En 2003, tres años antes de su muerte a causa de cáncer, el nombre de Hatto comenzó a popularizarse entre los aficionados al piano, primero, y después entre críticos especializados de medios como Gramophone, Classics Today o The Boston Globe. Se celebró el redescubierto a una estrella: se publicaron reseñas de sus discos, entrevistas y notas alusivas a su carrera truncada envuelta en la narrativa heroica de la artista que se superpone a una enfermedad mortal. Reconocidos y prestigiados críticos se deshicieron en elogios. Pero el fraude no tardaría en descubrirse.

Al musicólogo Marc-André Roberge le llamó la atención en mayo de 2005 que en la grabación de Hatto de los Estudios de Chopin-Godowsky, la pianista repitiera el mismo error de lectura que aquejaba a una grabación de Carlo Grante publicada en 1993. Durante el año de la muerte de la pianista, 2006, las dudas siguieron apareciendo en grupos de discusión de aficionados.

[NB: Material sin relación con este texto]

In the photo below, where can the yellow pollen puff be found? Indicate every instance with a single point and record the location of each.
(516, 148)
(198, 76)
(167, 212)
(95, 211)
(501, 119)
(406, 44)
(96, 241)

Se escribía por entonces que entre sus diferentes discos había muchos contrastes interpretativos; demasiados como para tratarse de la "misma pianista". Además, era extraño que una pianista que llevaba varias décadas sin pisar un escenario, de pronto reapareciera con un boom discográfico inusitado. El crítico Jeremy Nicholas de Gramophone, claramente irritado, exigió en una nota de julio de 2006 que los acusadores demostraran sus sospechas.

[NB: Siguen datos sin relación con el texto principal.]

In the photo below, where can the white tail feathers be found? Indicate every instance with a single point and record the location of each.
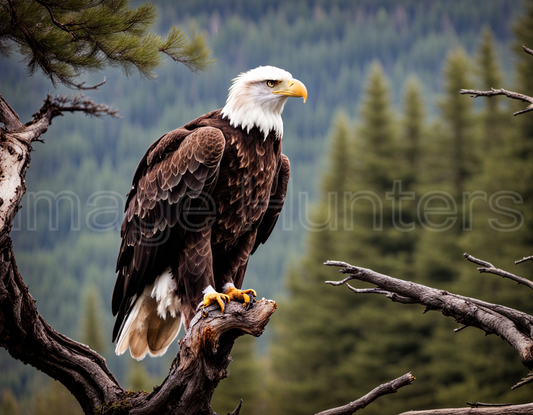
(154, 321)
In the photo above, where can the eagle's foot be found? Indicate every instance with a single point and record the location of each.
(244, 296)
(213, 298)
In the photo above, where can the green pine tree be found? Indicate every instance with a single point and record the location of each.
(331, 345)
(91, 320)
(138, 378)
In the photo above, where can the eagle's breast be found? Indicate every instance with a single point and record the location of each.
(247, 172)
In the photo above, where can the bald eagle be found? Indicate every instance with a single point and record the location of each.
(204, 196)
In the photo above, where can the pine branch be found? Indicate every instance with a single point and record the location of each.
(510, 94)
(527, 258)
(526, 409)
(511, 325)
(494, 92)
(489, 268)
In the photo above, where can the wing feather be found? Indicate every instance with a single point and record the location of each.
(279, 190)
(176, 168)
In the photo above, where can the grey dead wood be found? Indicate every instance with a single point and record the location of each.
(204, 352)
(511, 325)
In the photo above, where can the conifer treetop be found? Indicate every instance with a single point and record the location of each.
(65, 39)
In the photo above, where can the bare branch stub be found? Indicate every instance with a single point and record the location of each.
(491, 269)
(509, 94)
(204, 352)
(526, 258)
(384, 389)
(511, 325)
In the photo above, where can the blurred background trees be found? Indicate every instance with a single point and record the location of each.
(383, 135)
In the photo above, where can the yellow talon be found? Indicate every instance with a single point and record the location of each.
(240, 295)
(213, 298)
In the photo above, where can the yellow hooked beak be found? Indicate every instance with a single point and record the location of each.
(291, 88)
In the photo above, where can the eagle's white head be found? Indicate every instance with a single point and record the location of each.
(257, 98)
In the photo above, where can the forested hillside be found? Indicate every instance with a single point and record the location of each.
(383, 117)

Se suele decir que fue en 2007 cuando un analista financiero de nombre Brian Ventura se dispuso a escuchar el disco que Hatto dedicó a los Estudios trascendentales de Liszt en su ordenador Mac, cuando la base de datos Gracenote que es usada por el reproductor iTunes para identificar los metadatos de los discos, lo identificó como una grabación que varios años antes había realizado László Simon.



Sonaron las alarmas. El propio Ventura escribió a Gramophone. Poco tiempo después, varios especialistas fueron comisionados para analizar las grabaciones. El resultado fue atroz. El sello Concert Artist había tomado muchas, muchas grabaciones comerciales de pianistas de cierto prestigio, varias de ellas lanzadas por la sueca BIS records y las había hecho pasar por interpretaciones originales de Hatto a través de su manipulación digital. Encontraron cambios en el orden original de las piezas, cambios de ecualización, balance y reverberación, omisión o colocación de silencios, cambios sutiles de velocidad en las pistas originales y una serie de transformaciones que lograron engañar a muchos "infalibles" detectores automáticos de metaetiquetas.

William Barrington-Coupe, el director de Concert Artist y viudo de la pianista, logró engañar a todos y ganar mucho dinero de forma fraudulenta. Y repitió la formula con otro pianista, el italiano Sergio FiorentinoSi no fuera un delito tanto comercial como artístico, esta falsificación debería ser aclamada por su refinado uso de una tecnología digital depurada que logró engañar a críticos, músicos profesionales y a los algoritmos. 

Paradójicamente, como dice Cook (Beyond the Score, 2013, 153), la misma tecnología que permitió el fraude, permitió su detección. En todo caso, creo que todo sonólogo debería estudiar estas grabaciones fraudulentas como todo buen pintor analiza y realiza falsificaciones para comprender los secretos de su oficio.